Foto: AP Photo/Carolyn Kaster

Frage: Welche Mehrheiten braucht es für ein Impeachment im Kongress?

Antwort: Im Repräsentantenhaus reicht eine einfache Mehrheit. Dort haben die Demokraten mit 235 zu 198 Sitzen die Oberhand, eine Abstimmung dürfte dort also in ihrem Sinne ausgehen. Der abtrünnige Republikaner Justin Amash aus Michigan könnte ebenfalls mit den Demokraten stimmen, er ist wegen des Kurses Donald Trumps aus der republikanischen Fraktion ausgetreten. Wenn das "House" beschließt, Trump seines Amtes zu entheben, kann wiederum der Senat Anklage erheben und schließlich darüber abstimmen.
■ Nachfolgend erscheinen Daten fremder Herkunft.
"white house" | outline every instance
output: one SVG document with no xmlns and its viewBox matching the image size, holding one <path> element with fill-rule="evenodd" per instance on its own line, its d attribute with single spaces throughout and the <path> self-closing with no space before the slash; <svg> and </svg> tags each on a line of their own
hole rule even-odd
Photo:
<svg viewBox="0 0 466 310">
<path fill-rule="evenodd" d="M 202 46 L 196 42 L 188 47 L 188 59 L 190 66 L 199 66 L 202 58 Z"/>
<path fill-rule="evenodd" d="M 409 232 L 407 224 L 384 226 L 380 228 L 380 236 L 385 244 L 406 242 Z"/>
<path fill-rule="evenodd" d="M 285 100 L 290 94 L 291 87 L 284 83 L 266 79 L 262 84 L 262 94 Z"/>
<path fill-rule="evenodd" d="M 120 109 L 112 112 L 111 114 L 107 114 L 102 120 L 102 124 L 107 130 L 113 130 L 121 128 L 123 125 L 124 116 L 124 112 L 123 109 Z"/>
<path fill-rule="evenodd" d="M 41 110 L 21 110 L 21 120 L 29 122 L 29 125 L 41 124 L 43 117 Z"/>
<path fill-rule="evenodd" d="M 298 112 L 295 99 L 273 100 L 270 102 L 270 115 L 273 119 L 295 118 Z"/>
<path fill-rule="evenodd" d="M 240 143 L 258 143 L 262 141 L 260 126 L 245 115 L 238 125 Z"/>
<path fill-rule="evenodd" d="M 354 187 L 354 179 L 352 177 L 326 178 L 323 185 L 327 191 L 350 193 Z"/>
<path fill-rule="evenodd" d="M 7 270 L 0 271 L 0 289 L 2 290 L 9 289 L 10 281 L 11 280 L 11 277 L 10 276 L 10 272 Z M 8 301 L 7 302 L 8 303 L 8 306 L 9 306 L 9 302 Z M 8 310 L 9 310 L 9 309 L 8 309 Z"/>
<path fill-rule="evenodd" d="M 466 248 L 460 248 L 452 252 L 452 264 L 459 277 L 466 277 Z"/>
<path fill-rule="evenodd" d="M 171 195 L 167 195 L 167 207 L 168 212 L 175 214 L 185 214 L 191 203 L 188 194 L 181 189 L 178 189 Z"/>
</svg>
Im Senat sieht die Sache aber gänzlich anders aus. Dort haben die Republikaner mit 53 zu 45 Sitzen die Mehrheit – und für ein Impeachment wäre eine Zweidrittelmehrheit von 67 Stimmen notwendig. Die beiden Unabhängigen schon eingerechnet, müssten sich also 20 republikanische Senatoren gegen ihren eigenen Präsidenten stellen, um das Impeachment durch das Repräsentantenhaus zu bestätigen. Dann erst wäre Trump sein Amt los. Wahrscheinlich ist das nicht.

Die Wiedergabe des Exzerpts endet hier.